Rio Tinto’s iron ore boss Andrew Harding says the commodity will stay strong, but high-cost producers will not last long in the current market.

Harding says that while demand growth for iron ore has slowed, the long-term outlook is sound.

He said that as long as development and urbanisation of people in China, India, Africa, and South America continues, the need for steel will be there too.

“As developing countries urbanise, and people move from rural to urban ways of life, infrastructure needs change. They build tall apartment blocks and link up the urban areas with roads, railway lines, airports and bridges – all using massive amounts of steel,” Harding told reporters for Rio’s M2M magazine.

“Even though Japan, for instance, has had no to very low growth for a considerable period, it’s still been importing around 130 million tonnes of iron ore every year,.”

But with the iron ore price sitting low and expected to drop further, Harding said being a low-cost producer will keep Rio in the game.

“At Rio Tinto, we can make money on every tonne we sell, and we can indeed sell every tonne. So we will continue to make maximum use of the infrastructure we have installed for our operations,” he said.

He sounded a strong warning to any junior miners that cannot keep their costs down.

“They’re not profitable in the long term, and definitely not through cyclical lows like we’re seeing now,” Harding said.

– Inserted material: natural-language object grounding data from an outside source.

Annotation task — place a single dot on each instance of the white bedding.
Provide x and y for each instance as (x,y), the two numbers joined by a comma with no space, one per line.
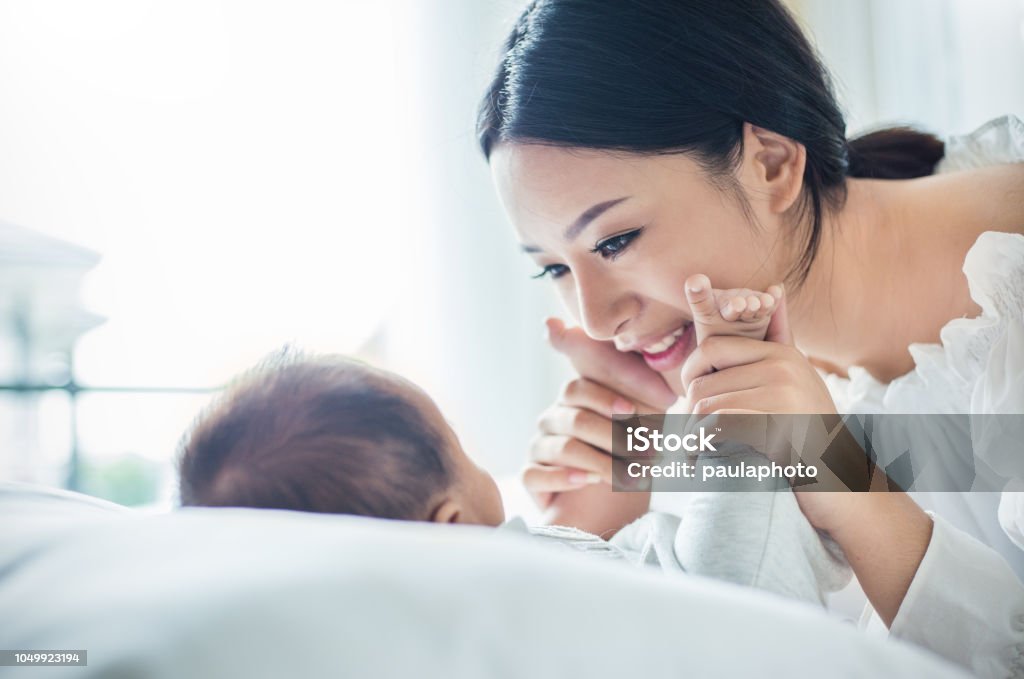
(253,593)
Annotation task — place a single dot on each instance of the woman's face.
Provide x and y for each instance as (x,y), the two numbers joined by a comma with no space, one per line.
(617,235)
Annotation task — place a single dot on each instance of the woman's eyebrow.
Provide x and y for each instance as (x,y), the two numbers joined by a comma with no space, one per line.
(589,215)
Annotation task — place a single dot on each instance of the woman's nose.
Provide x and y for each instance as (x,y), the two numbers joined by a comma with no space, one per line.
(602,309)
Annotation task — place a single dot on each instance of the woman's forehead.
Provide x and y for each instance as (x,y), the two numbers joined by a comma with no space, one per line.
(555,183)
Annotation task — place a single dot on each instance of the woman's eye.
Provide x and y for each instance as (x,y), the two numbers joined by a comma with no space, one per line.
(553,270)
(611,247)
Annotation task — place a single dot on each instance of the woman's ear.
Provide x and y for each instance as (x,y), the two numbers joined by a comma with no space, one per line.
(446,512)
(778,165)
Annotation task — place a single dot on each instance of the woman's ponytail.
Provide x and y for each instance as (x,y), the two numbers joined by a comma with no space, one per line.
(895,153)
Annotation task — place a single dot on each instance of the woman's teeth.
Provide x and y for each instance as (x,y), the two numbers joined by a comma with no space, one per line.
(665,343)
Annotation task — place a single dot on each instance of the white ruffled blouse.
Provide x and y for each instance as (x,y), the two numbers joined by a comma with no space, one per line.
(967,601)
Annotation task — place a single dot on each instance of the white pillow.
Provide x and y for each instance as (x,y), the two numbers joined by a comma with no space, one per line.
(256,593)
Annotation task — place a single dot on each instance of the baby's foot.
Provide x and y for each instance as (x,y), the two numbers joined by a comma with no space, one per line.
(737,311)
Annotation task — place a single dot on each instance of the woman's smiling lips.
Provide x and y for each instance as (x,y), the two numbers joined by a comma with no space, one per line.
(668,351)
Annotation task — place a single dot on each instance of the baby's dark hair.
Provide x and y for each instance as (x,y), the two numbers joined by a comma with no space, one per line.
(315,433)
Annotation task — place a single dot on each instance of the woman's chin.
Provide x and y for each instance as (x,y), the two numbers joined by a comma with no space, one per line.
(672,378)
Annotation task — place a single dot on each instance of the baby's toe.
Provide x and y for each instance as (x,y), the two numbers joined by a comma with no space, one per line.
(700,297)
(754,306)
(733,307)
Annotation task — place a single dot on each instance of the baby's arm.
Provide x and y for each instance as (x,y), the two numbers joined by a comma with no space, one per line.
(760,539)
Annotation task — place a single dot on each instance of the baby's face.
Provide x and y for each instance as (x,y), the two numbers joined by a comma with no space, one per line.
(474,490)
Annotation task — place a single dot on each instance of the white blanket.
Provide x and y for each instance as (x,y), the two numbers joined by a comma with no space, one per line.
(255,593)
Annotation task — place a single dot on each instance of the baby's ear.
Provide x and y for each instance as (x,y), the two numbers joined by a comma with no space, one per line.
(446,512)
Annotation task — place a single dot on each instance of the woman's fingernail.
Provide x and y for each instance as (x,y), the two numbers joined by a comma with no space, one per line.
(584,477)
(623,407)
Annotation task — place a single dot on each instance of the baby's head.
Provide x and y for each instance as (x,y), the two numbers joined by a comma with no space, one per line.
(332,434)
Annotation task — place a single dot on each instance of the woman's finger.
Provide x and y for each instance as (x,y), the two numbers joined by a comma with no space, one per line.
(583,392)
(570,452)
(544,481)
(739,378)
(625,373)
(580,423)
(722,352)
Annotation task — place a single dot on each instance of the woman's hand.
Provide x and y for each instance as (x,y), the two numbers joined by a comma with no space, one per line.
(730,374)
(569,472)
(884,535)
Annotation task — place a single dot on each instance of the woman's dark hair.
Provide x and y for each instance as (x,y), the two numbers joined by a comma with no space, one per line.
(683,76)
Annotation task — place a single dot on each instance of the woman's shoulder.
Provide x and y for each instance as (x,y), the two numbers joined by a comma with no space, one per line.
(950,376)
(998,140)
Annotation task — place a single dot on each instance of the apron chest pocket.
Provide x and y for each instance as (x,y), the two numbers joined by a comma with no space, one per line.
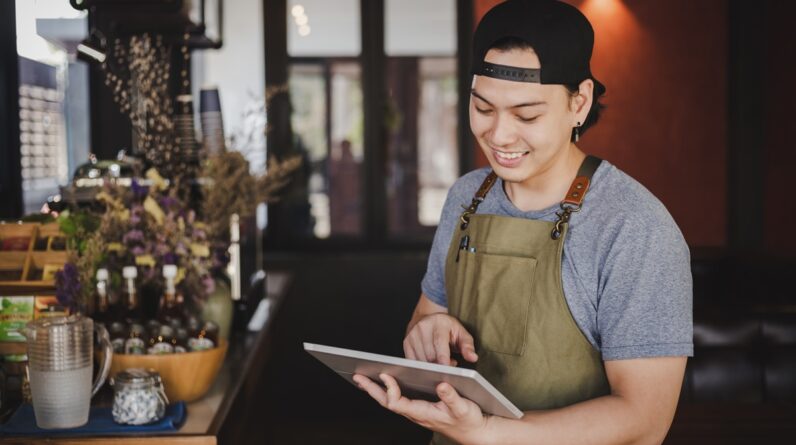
(496,304)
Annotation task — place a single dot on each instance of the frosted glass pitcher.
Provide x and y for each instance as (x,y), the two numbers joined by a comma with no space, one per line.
(60,358)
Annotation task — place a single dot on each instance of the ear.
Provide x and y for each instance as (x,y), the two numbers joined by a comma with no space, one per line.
(581,101)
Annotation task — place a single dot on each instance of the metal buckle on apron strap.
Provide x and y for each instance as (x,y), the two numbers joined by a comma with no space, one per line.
(465,217)
(563,218)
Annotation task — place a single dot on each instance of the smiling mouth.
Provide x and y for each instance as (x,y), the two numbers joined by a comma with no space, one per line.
(510,155)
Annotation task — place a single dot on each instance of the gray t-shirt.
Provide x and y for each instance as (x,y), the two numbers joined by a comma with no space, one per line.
(625,268)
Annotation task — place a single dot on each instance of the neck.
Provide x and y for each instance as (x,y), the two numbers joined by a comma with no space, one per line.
(550,183)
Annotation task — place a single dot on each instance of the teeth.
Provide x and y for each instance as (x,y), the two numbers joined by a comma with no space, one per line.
(508,155)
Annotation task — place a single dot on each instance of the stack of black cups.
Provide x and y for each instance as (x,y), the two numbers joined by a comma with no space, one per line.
(186,134)
(212,124)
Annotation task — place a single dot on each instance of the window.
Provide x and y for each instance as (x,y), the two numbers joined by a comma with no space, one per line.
(53,97)
(373,90)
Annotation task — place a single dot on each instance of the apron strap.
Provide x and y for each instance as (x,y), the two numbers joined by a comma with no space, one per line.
(577,192)
(571,203)
(479,197)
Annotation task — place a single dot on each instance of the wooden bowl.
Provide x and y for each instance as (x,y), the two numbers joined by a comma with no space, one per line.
(185,376)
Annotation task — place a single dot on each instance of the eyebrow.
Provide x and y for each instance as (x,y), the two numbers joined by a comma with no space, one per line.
(524,104)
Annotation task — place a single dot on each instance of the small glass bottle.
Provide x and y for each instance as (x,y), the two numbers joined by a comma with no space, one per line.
(152,327)
(118,334)
(134,314)
(181,341)
(163,343)
(136,341)
(101,313)
(170,309)
(206,338)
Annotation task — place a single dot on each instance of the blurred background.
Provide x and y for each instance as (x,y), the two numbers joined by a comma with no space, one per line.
(372,95)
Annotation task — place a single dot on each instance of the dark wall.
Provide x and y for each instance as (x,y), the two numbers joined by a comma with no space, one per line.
(10,169)
(779,158)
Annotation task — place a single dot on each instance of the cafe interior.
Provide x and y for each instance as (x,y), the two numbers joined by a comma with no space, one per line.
(276,170)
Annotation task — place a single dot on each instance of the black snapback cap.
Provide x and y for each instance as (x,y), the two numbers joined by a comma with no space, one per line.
(559,33)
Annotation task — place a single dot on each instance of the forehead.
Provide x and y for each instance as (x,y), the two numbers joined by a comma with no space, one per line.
(501,92)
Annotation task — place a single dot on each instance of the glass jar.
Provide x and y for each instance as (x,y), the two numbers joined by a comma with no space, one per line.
(138,397)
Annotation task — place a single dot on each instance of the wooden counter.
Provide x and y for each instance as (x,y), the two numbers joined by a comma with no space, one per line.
(216,417)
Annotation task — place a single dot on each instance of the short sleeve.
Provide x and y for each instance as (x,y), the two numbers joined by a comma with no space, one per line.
(433,284)
(645,292)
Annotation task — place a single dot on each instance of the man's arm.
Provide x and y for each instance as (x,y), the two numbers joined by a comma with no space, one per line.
(424,307)
(432,332)
(639,410)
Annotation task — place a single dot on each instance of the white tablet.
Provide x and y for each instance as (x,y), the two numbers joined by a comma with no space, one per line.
(417,379)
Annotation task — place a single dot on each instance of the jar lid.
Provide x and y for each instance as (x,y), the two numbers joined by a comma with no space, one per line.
(137,376)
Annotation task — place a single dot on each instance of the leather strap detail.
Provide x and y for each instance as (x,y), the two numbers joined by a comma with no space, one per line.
(577,191)
(505,72)
(489,181)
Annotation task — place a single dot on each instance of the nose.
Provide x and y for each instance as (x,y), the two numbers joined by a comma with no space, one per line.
(502,132)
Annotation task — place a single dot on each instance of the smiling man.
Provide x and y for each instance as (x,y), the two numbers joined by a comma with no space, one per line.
(564,281)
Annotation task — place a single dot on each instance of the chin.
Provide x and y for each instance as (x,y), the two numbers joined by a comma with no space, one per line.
(513,174)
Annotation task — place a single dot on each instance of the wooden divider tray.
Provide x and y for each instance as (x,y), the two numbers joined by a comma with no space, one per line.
(31,269)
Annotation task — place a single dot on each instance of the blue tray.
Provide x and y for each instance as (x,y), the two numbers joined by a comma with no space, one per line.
(100,423)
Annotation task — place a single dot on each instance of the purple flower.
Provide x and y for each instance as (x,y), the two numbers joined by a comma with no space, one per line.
(161,249)
(169,258)
(133,235)
(139,190)
(67,285)
(209,283)
(168,201)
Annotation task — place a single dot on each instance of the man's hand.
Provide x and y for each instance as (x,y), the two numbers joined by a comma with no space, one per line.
(453,416)
(430,340)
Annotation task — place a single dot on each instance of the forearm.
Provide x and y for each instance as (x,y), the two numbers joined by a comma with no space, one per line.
(424,307)
(605,420)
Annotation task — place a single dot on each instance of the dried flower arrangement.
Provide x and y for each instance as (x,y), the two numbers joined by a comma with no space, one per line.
(145,225)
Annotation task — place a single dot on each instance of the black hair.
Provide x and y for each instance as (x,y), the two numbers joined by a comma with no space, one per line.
(512,43)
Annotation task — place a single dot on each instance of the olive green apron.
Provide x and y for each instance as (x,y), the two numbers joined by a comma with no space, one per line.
(503,282)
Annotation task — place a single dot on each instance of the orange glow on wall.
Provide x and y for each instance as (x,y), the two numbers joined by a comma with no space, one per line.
(665,68)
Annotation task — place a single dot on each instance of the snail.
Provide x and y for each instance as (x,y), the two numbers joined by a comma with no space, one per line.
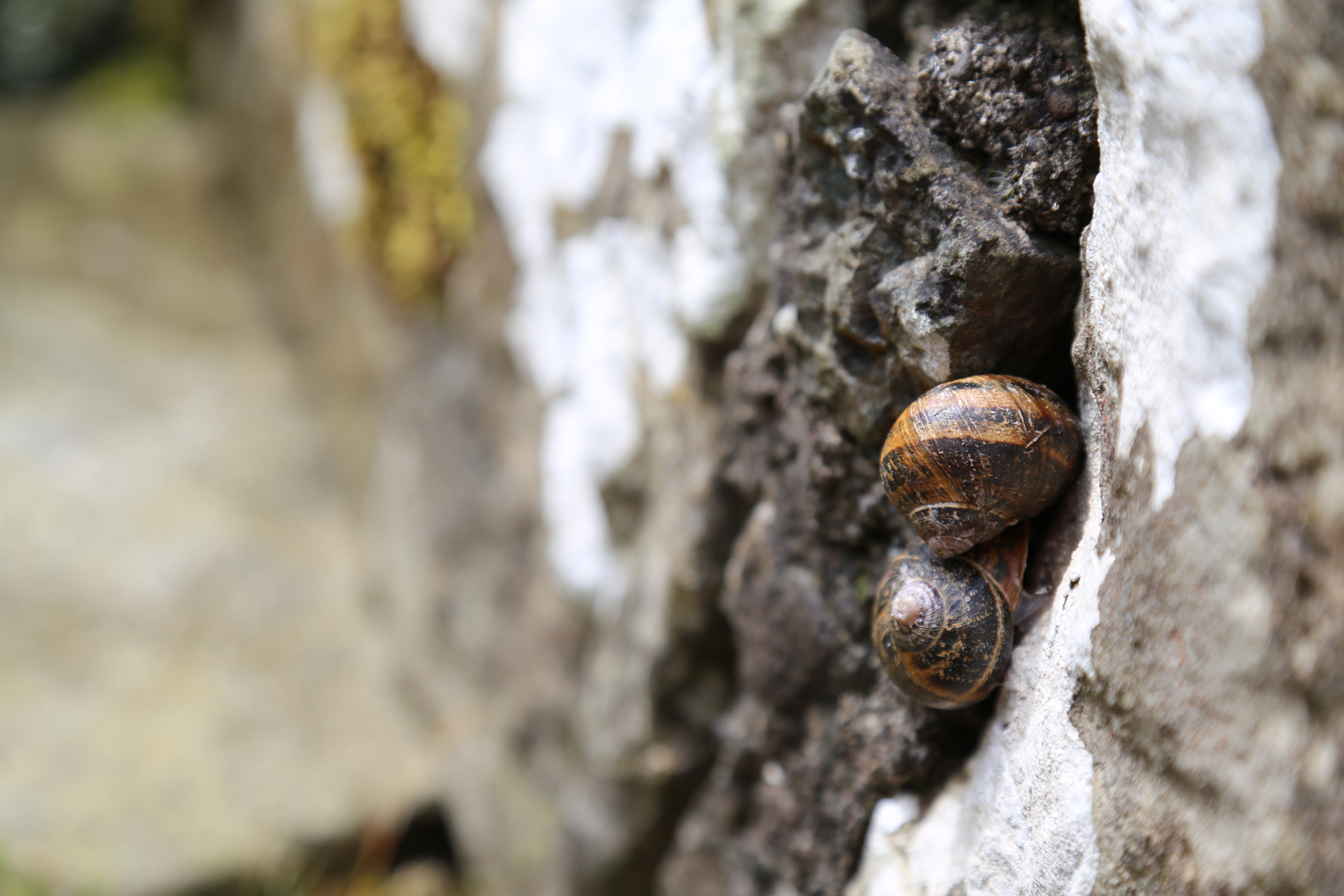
(970,459)
(943,628)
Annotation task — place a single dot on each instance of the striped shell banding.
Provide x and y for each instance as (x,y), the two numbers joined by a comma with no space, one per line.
(972,457)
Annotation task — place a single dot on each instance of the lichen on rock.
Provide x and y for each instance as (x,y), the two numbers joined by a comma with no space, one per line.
(410,135)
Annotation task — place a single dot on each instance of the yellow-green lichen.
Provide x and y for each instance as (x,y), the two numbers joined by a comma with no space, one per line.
(412,139)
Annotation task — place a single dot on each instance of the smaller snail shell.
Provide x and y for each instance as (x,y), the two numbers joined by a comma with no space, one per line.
(943,628)
(970,459)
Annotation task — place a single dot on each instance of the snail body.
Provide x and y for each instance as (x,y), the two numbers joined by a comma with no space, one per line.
(972,457)
(943,628)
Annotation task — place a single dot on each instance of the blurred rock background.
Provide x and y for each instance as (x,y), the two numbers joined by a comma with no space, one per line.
(440,443)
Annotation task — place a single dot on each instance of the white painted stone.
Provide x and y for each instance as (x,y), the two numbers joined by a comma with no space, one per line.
(1178,251)
(603,316)
(449,34)
(1181,245)
(331,170)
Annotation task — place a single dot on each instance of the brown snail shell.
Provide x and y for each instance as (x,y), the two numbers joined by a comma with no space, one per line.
(943,628)
(970,459)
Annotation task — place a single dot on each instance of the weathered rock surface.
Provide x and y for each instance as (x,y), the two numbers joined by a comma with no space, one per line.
(1201,749)
(1011,97)
(820,734)
(940,272)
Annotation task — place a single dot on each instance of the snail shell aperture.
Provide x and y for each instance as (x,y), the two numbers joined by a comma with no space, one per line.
(943,628)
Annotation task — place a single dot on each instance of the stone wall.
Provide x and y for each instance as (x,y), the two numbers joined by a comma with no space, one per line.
(608,506)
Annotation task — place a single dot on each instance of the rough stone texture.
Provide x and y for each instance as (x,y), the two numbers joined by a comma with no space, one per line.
(1204,711)
(819,733)
(1214,710)
(1011,96)
(939,271)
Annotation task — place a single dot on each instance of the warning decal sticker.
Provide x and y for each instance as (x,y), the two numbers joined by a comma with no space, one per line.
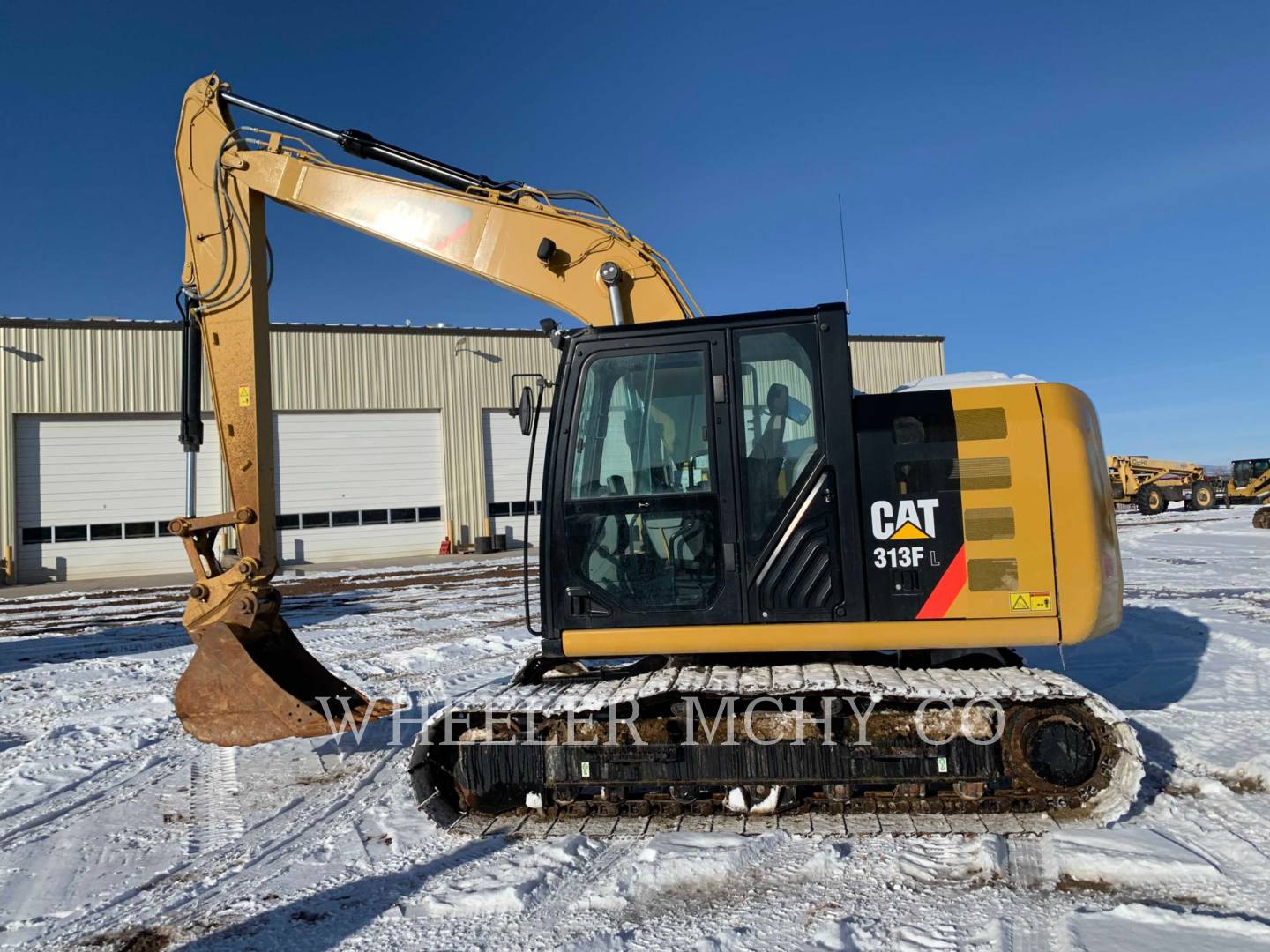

Rio Tinto has faced harsh criticism over its role in the iron game, with opponents arguing that the giant firm is deliberately flooding the market to keep the iron ore price low, forcing high cost operators out of the market.

Rio plans to produce 330 Mt/a in 2015 and 350 Mt/a in 2017, and Harding says that if it did not go ahead with growing capacity, other companies would, leading to lost revenue for shareholders.

“We can expand because we’re the lowest-cost producer. We make money on every tonne, so why would we choose not to make money?”

“High-cost producers may have entered the market thinking the increase in demand was never going to take a pause, but it has. This has had an immediate impact on price, and whereas they then can’t continue, we can,” he said.

“There is no logic in holding back supply in the hope prices might go up. They might momentarily increase, but we’re not in the business for the moment, we’re in the business for the long term.”